Chaired by Professor Andrea Cornwall, Professor of Global Development & Anthropology in the Department of International Development at King’s, the roundtable explored how neighbourhood primary care and prevention teams can drive better health outcomes, reduce costs, and improve equity.

“When I wrote to Wes Streeting offering to convene a conversation on learning from international experience to feed into the new NHS 10 Year Plan, I didn’t expect him to answer. But I was wrong. He and his team at the DHSC took me up on the offer and were genuinely interested in what Britain could learn from other countries,” said Professor Cornwall.

The new NHS 10 Year Plan reflects what they heard: a commitment to the kind of community-based primary health care that’s driven real change in health outcomes around the world.”

Professor Andrea Cornwall, Professor of Global Development & Anthropology in the Department of International Development at King’s
Roundtable event

One standout example where community-based primary healthcare has driven positive change is in Brazil, with its Community Health Worker (CHW) model.

With 300,000 CHWs serving 145 million people, the model has led to reduced emergency visits and increased uptake of preventive services. It also inspired the UK’s own version of a Community Health and Wellbeing Workers (CHWWs) model, which has been rolled out in several UK locations already, with plans for national scale-up.

“Through building trusted relationships, and regular home visits, CHWWs ensure all residents are supported, whatever their needs are”, said Dr Matthew Harris, of Imperial College London, who brought the Brazilian model to the UK as a GP 12 years ago.

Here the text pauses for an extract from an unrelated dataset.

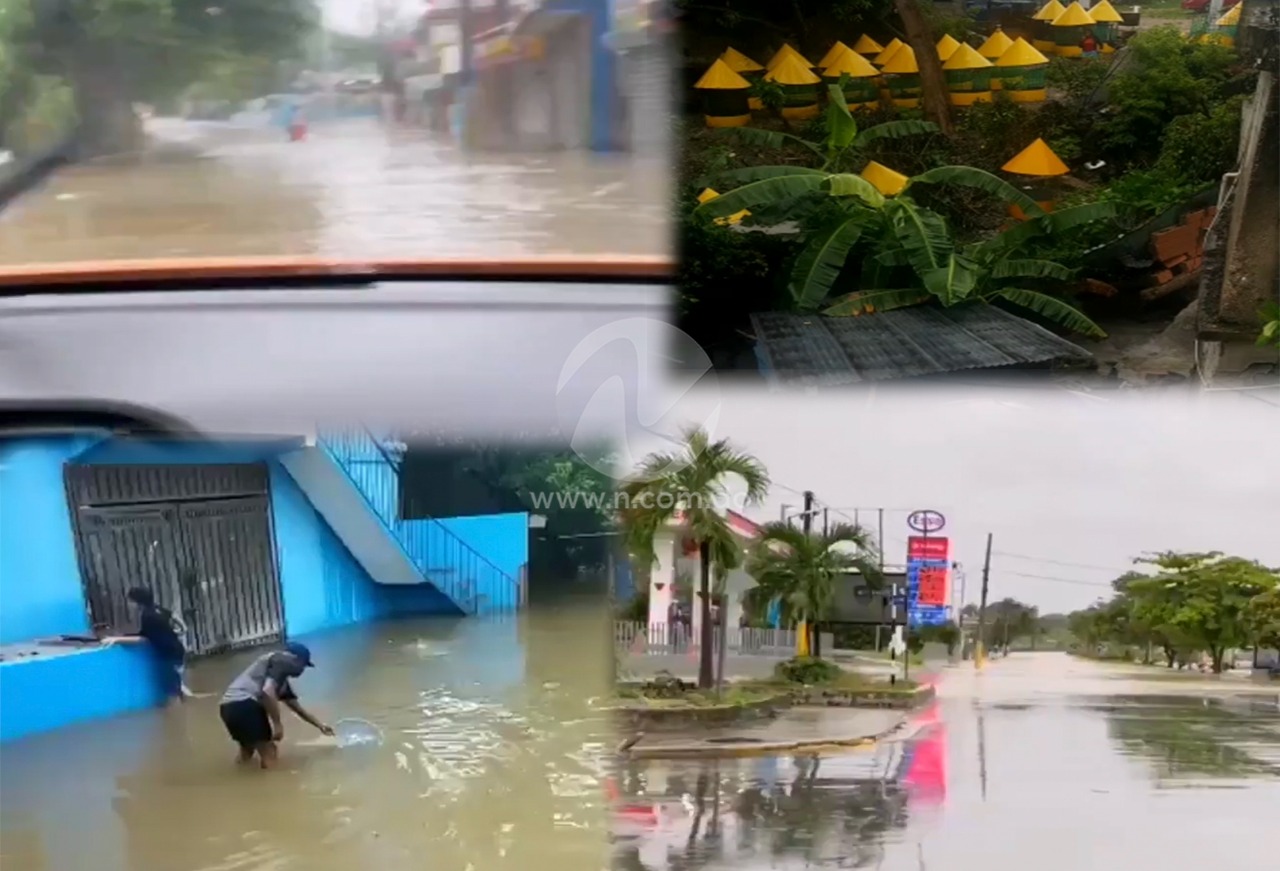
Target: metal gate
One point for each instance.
(199, 537)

The CHWWs have become the visible face of the NHS in the community – “the equivalent to the ‘bobby on the beat’”, as King’s Jennifer Kherlakian Constantine, whose research is on public policy exchange between Britain and Brazil, put it.

Speaking in the House of Commons as he announced the NHS 10 Year Plan, Wes Streeting MP, Secretary of State for Health and Social Care, said: “If community health teams can go door-to-door to prevent ill-health in Brazil, we can do the same in Bradford. We know that we can build the neighbourhood health service, because teams in Cornwall, Camden, Northumbria, and Stratford are already showing us how to do it. We will take the best of the NHS to the rest of the NHS. We will apply to best examples of innovation from around the world to benefit people here at home. Above all else, we will give power to the patient.”

Research shows that that universal access to high-quality community care, supported by data-driven population health planning, is achievable with consistent investment and political will, even in resource-constrained settings.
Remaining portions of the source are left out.